La suffisance du banquier pourrait-elle vaciller ?

par Céline Ertalif
lundi 20 juillet 2015

Un cabinet de consultants demande à des non-banquiers d'apporter leur regard pour réfléchir à la banque de demain et à son modèle de management, quel bonheur ! Nous savons notre dépendance aux banquiers, spontanément nous avons un peu plus de mal à imaginer l'inverse.

Le cabinet Athling Management est spécialisé dans les services financiers et organise notamment des rencontres pour les professionnels du secteur bancaire. Pour son prochain rendez-vous avec une centaine de dirigeants du secteur bancaire, en octobre prochain, il a fait un appel à contribution (entre 500 et 1 000 signes).

 

Je me suis donc laissée tenter et voici ma contribution en deux points :

« Notre objectif est de nous appuyer sur 30 à 50 textes de personnalités qui livreraient leur vision de la banque de demain. C’est dans ce cadre que nous nous permettons de vous solliciter. Ce livret sera distribué gratuitement. Il sera disponible sur les réseaux sociaux au format .pdf » lit-on encore sur l'appel. Comme vous l'avez remarqué, j'ai souligné dans ma contribution ci-dessus cette notion de personnalité pour la contester, et ce qui fait un réseau social sur internet c'est notamment la possibilité de s'exprimer sans être un VIP ou un spécialiste coopté. Il m'a semblé d'une part que je n'avais pas besoin d'être une «  personnalité » pour exprimer quelque chose. Les gens autorisés peuvent-ils faire réellement la différence sur la qualité pour contribuer ? Aujourd'hui, le quidam en doute… Et d'autre part, je n'ai évidement besoin de personne pour publier ma contribution sur les réseaux sociaux !

 

Course entre les élites et le public : résultat incertain...

Les GAFSA, les banquiers et les milieux d'affaires ont en réalité de sérieuses difficultés à entrer profondément dans les conséquences d'internet, ils veulent l'ouverture des nouvelles technologies et ses avantages mais garder les privilèges de la centralisation, de la cooptation et bien entendu tous les profits. Les GAFSA surfent sur des nouvelles technologies avec des conceptions sociales du passé, parce que nous n'avons pas encore bien compris toutes les conséquences consubstantiellement décentralisatrices d'internet. C'est vrai du côté du public qui a tendance à s'orienter dans la nouveauté d'internet vers ce qu'il comprend le mieux spontanément, c'est-à-dire vers ce qui correspond le plus au système ancien des médias. Mais pas seulement.
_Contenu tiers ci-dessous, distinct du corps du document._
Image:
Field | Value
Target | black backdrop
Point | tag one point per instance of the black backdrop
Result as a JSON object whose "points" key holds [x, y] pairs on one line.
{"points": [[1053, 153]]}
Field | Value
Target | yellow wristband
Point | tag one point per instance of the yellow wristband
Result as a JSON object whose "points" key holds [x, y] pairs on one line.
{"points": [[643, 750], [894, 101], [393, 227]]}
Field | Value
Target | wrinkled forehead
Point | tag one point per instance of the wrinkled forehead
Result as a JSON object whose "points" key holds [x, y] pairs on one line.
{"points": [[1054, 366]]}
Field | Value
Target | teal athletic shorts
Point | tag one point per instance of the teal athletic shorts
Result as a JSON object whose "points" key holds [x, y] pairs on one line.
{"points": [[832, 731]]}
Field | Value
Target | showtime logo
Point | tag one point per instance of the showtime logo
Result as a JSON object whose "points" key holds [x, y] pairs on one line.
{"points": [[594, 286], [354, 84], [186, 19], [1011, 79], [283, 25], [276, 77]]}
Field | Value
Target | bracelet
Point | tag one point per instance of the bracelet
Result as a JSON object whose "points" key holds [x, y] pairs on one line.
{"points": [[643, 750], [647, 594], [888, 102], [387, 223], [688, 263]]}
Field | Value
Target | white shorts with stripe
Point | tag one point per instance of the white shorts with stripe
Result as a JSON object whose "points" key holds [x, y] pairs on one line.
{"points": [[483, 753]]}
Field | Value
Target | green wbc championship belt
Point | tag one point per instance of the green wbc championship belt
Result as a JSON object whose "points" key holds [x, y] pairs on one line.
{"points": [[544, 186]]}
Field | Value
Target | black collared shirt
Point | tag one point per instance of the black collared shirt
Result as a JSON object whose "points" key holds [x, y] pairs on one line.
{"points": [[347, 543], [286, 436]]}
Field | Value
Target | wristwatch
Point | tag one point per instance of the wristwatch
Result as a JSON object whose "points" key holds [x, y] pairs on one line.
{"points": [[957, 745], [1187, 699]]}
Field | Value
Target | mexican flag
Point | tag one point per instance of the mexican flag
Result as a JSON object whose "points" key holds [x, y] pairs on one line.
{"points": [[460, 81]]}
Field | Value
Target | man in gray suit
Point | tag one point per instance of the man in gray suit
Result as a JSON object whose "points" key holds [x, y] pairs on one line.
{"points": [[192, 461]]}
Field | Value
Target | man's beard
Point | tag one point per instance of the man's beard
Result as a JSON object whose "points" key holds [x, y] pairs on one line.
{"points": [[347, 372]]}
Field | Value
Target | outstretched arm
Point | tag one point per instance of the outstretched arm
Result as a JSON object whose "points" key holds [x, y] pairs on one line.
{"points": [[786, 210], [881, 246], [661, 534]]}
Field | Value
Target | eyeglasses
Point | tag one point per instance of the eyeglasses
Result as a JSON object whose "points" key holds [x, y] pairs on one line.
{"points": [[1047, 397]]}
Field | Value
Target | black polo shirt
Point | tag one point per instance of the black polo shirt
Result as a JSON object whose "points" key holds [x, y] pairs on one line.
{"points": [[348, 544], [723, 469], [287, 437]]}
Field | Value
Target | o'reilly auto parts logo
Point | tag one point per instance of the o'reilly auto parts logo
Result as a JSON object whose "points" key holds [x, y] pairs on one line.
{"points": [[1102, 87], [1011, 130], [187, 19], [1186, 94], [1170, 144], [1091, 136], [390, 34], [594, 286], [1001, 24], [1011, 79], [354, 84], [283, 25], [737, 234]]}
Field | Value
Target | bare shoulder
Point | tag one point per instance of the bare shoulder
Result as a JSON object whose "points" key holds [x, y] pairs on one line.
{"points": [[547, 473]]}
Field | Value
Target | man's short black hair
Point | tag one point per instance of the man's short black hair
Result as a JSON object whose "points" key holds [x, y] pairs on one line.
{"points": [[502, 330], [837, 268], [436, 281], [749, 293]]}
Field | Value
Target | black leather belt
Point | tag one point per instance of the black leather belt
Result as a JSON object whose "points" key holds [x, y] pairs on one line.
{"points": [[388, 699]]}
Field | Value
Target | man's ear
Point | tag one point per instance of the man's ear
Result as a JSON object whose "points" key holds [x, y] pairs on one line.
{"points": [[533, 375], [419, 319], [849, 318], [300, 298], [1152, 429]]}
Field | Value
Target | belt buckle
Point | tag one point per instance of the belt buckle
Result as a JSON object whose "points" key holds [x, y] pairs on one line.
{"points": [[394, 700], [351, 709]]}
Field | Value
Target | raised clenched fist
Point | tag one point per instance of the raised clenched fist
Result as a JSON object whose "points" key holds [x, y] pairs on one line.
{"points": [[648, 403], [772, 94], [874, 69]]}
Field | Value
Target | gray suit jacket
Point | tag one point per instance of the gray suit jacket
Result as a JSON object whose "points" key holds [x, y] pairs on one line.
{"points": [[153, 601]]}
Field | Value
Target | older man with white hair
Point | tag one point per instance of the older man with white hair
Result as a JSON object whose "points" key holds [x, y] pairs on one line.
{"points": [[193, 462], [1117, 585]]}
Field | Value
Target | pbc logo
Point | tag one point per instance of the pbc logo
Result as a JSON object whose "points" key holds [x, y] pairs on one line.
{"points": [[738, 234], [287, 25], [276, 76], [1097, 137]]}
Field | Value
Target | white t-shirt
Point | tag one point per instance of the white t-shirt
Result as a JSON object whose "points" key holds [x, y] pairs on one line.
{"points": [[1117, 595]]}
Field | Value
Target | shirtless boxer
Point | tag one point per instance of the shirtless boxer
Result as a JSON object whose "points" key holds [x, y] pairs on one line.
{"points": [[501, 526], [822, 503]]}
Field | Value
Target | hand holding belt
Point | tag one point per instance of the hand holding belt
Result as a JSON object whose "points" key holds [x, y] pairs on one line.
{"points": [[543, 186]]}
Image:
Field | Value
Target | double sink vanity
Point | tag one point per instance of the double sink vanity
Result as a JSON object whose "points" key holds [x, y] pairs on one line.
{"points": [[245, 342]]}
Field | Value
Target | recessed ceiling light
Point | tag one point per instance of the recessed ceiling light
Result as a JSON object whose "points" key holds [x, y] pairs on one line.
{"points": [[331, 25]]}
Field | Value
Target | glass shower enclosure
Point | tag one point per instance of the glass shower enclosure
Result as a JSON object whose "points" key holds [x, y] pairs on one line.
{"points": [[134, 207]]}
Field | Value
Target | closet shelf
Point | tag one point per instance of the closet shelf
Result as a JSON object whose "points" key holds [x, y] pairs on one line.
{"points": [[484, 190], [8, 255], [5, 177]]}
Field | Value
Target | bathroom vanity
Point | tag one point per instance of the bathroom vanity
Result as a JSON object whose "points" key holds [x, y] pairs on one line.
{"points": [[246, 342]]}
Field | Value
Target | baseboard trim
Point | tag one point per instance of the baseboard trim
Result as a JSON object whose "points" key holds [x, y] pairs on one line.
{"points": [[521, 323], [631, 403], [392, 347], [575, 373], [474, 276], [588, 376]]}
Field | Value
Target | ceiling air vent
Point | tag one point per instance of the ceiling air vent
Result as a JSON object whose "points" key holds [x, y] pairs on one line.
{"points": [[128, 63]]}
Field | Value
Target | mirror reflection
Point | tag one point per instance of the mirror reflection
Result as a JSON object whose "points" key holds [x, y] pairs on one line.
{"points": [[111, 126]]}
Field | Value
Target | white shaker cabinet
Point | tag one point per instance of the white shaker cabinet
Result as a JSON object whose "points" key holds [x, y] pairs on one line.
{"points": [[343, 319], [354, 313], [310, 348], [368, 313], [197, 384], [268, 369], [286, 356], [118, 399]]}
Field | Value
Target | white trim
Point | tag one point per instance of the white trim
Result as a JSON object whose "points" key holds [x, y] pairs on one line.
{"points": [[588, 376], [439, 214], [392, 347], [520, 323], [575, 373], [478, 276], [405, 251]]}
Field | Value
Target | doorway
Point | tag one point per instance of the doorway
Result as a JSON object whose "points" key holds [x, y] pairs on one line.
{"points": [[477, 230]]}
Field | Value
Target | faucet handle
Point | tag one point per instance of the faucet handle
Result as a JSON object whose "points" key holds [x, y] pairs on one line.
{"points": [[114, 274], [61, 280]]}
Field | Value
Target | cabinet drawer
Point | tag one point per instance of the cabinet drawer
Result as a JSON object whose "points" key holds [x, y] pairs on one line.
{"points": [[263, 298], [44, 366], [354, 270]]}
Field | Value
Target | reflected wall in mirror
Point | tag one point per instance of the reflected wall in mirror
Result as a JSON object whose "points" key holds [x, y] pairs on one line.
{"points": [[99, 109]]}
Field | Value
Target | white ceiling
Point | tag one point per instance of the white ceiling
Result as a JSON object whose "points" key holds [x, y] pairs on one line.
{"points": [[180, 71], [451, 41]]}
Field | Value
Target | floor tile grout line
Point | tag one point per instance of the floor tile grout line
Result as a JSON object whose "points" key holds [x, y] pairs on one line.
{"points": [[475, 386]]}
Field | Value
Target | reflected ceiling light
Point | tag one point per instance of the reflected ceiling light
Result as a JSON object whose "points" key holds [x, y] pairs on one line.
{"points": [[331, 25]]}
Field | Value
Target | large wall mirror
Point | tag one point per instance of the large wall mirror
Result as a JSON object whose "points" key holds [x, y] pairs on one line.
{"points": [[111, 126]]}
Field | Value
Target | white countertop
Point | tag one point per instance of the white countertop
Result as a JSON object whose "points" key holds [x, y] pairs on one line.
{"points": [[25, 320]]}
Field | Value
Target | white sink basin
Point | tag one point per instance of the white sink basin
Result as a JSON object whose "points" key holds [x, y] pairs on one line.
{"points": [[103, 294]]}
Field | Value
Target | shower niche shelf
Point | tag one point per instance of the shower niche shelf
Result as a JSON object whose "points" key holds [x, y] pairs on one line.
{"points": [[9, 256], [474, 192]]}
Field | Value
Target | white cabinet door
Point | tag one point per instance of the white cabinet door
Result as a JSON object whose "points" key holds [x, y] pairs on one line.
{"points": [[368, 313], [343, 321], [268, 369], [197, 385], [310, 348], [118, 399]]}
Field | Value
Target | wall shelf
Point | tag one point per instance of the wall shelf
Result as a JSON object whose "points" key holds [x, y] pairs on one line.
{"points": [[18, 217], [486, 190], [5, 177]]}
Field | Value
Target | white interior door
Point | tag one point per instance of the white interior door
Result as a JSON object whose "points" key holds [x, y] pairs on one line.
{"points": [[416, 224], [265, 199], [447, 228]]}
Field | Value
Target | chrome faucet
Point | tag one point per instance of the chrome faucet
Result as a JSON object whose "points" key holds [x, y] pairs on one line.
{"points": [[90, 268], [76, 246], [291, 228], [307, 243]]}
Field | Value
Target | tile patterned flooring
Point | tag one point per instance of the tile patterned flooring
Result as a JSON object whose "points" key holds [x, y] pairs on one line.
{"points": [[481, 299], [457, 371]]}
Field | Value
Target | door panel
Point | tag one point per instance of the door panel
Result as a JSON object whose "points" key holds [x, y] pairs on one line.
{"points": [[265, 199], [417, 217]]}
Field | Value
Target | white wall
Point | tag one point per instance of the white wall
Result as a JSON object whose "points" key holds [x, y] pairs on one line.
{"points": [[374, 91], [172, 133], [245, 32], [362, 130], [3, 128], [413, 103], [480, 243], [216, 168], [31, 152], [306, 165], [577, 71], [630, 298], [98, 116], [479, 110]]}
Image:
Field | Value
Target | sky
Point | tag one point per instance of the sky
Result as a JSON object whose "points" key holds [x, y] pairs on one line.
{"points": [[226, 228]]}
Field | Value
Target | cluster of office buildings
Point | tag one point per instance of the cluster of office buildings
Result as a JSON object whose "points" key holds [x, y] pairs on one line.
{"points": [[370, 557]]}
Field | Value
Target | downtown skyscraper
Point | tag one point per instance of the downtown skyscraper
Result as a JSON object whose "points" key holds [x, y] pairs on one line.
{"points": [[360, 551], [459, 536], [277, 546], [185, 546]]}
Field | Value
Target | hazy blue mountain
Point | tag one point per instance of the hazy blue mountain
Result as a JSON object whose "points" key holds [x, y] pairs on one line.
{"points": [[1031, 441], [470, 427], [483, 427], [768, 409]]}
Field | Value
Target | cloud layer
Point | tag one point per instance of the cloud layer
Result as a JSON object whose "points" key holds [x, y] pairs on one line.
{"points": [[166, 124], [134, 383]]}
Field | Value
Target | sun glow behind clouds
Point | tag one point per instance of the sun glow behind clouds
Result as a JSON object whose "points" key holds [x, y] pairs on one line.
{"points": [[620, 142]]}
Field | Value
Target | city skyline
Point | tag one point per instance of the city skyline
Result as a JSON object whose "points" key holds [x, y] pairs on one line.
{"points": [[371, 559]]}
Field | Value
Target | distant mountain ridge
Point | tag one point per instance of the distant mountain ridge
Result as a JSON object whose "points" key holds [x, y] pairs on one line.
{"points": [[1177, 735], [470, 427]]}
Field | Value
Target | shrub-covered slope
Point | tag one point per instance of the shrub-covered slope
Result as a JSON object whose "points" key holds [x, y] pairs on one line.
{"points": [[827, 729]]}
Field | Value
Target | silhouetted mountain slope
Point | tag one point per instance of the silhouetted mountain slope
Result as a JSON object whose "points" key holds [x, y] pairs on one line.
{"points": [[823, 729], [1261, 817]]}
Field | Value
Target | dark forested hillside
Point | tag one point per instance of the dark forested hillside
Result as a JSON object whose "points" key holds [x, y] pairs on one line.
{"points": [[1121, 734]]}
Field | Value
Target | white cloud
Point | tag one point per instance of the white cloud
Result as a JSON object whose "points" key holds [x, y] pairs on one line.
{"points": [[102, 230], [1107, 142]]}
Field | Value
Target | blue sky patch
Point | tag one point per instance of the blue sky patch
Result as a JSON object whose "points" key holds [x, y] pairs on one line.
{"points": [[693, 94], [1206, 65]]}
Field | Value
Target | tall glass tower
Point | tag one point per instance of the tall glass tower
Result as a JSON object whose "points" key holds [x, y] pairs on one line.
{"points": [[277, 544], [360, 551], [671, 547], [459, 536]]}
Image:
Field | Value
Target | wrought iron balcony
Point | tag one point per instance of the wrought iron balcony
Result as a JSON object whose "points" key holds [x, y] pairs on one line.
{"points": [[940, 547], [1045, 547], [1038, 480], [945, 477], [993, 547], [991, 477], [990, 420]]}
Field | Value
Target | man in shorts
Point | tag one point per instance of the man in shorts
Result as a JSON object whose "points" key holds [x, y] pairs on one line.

Cet univers en mutation est souvent désespérant. On voit les états se battre pour garder le contrôle centralisé du vieux monde et l'espoir délirant de tout surveiller (aussi bien du côté des infrastructures que du soft) comme cela a été révélé par Snowden à propos des pratiques de la NSA et par le gouvernement français lui-même avec sa loi renseignement.On voit aussi la démesure des grandes entreprises californiennes, les GAFSA, avec le fantastique profit généré par le seul algorithme d'Adwords par exemple, les incroyables ambitions d'Elon Musk ou les délires du transhumanisme. Grandes entreprises et états sont alliés contre la liberté du public en voulant tout faire passer par les mêmes tuyaux par une centralisation artificielle et contre-nature pour contrôler les passages, surveiller et/ou rançonner.

Mais il y a aussi de bonnes nouvelles, et elles ne sont pas moins importantes. La première, c'est que le public s'adapte et progresse, cette question a été remarquablement développée par Benjamin Bayart (voir cette excellente interview - qui part de la question de la surveillance, passe par l'utilisation des données, l'évolution du public et la limite des lois pour aboutir à la nature d'une mutation). La deuxième, c'est que les élites, ou les puissants, comme vous voudrez, ne s'adaptent dans leur ensemble pas forcément beaucoup mieux ou plus vite que le public. Et cela, l'appel à contribution du cabinet Athling Management l'illustre parfaitement.